FIFO (First In, First Out)

Cost basis method where shares bought first are assumed sold first. The IRS default method.

FIFO — First In, First Out — is a cost basis accounting method where the shares you purchased first are assumed to be sold or settled first. It's the IRS default method and the one used by predictiontaxes.com for all calculations.

Why FIFO matters

If you bought into the same prediction market multiple times at different prices, FIFO determines which purchase price is used to calculate your gain or loss when shares settle.

Example

You make two purchases of YES shares on "Will it snow in NYC on Christmas?":

  • October: Buy 100 shares at $0.25 (cost: $25)
  • December: Buy 100 shares at $0.70 (cost: $70)

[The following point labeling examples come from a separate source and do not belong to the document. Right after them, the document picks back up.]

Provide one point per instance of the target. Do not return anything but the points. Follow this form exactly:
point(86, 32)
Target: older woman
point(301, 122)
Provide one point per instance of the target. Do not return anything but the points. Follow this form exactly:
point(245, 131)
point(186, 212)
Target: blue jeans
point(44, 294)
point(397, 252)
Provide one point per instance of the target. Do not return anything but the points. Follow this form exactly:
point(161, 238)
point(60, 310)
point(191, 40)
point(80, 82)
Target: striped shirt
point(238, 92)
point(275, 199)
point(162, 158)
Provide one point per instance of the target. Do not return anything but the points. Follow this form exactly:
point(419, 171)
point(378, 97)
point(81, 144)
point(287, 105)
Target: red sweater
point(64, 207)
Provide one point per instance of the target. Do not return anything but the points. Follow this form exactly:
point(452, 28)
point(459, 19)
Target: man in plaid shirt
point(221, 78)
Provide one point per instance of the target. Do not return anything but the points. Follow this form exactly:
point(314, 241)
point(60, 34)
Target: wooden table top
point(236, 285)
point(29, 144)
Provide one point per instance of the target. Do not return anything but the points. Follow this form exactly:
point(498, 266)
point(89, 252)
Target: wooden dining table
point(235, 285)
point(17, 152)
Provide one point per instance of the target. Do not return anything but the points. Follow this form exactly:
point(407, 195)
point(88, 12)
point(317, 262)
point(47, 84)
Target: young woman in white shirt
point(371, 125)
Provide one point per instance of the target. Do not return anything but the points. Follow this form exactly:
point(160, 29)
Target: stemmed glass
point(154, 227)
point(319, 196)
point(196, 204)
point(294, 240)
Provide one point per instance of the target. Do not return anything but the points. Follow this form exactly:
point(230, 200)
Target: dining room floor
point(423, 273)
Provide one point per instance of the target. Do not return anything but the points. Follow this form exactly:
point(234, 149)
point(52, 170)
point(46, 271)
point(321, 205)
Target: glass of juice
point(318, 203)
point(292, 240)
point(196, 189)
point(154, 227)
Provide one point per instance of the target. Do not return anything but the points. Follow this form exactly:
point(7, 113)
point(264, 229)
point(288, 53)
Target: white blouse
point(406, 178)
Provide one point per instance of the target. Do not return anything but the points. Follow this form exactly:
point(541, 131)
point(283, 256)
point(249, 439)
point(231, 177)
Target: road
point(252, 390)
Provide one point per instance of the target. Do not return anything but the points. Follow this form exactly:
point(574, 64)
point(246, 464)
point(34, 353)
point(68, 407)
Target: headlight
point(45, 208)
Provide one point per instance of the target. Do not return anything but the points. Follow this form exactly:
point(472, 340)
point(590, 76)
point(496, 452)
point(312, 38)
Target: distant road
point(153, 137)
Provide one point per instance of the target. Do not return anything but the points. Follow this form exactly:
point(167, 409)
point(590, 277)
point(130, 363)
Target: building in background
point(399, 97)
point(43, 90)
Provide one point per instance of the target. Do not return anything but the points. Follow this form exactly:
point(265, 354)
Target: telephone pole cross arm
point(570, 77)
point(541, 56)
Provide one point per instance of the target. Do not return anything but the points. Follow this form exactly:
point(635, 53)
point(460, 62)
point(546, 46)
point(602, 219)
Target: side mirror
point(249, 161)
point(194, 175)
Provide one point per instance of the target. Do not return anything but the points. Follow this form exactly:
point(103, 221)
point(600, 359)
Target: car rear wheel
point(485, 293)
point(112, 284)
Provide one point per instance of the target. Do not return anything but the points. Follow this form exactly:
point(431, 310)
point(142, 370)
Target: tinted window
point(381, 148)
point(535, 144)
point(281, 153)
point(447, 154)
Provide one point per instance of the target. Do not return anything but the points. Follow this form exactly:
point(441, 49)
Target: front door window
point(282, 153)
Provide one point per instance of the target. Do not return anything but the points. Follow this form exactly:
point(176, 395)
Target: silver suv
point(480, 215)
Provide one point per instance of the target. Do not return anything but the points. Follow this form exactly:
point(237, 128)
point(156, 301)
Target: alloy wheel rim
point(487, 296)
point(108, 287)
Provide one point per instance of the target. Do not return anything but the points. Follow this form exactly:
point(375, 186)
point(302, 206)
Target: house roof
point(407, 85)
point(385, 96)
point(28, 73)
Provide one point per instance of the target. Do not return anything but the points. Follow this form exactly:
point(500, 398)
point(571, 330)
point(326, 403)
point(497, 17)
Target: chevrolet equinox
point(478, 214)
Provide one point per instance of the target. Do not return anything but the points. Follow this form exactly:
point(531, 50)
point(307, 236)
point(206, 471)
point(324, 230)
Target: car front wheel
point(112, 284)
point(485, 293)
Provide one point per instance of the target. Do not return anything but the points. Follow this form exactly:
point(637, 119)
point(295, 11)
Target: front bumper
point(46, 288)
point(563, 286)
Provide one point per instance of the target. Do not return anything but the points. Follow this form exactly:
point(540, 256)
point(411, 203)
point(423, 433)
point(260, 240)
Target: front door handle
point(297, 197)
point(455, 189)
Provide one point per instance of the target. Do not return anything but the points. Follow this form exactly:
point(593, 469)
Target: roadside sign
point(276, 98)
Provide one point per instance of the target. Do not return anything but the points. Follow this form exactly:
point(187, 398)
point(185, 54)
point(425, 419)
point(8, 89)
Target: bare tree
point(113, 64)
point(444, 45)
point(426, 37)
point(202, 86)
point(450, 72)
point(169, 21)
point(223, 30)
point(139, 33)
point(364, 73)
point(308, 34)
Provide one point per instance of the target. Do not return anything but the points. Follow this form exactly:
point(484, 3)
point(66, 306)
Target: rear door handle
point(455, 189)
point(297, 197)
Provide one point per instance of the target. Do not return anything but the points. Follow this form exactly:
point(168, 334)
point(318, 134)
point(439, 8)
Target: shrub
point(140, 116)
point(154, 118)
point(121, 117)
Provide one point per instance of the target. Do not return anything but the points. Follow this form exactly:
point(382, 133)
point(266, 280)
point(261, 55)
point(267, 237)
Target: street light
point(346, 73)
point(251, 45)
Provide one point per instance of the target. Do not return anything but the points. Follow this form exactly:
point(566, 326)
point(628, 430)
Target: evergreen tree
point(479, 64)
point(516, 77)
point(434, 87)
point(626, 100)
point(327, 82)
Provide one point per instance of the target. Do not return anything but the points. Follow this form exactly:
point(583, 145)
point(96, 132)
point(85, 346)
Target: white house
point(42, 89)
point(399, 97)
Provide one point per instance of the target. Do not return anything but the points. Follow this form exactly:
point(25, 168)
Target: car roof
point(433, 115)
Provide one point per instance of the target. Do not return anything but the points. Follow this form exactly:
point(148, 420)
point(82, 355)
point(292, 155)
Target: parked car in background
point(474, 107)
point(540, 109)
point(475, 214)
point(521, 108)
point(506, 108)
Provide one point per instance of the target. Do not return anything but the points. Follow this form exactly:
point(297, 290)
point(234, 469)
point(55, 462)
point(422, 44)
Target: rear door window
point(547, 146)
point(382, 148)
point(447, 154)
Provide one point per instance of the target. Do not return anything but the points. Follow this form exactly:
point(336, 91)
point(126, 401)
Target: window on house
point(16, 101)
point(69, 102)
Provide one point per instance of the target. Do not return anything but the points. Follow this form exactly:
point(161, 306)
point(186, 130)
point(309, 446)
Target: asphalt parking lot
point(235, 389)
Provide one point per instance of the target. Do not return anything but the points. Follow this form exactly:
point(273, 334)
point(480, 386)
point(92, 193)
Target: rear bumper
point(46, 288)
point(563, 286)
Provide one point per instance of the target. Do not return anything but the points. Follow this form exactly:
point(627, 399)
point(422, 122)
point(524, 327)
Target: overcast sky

The market resolves YES. Under FIFO:

  • The October shares (first in) settle first: $100 proceeds − $25 cost = $75 gain
  • The December shares settle second: $100 proceeds − $70 cost = $30 gain

Total gain: $105. If LIFO (last in, first out) were used instead, the December shares would settle first, producing a $30 gain, then the October shares with a $75 gain — same total but different per-lot calculations.

When FIFO matters more

FIFO has a bigger impact when you sell partial positions before settlement. If you bought 200 shares but sell 100 before the market resolves, FIFO determines which 100 shares you "sold" (the earlier, cheaper ones), affecting your reported gain.

Other methods

LIFO (last in, first out) and specific identification are alternative methods, but they require explicit election with the IRS. For simplicity and compliance, FIFO is the safest default.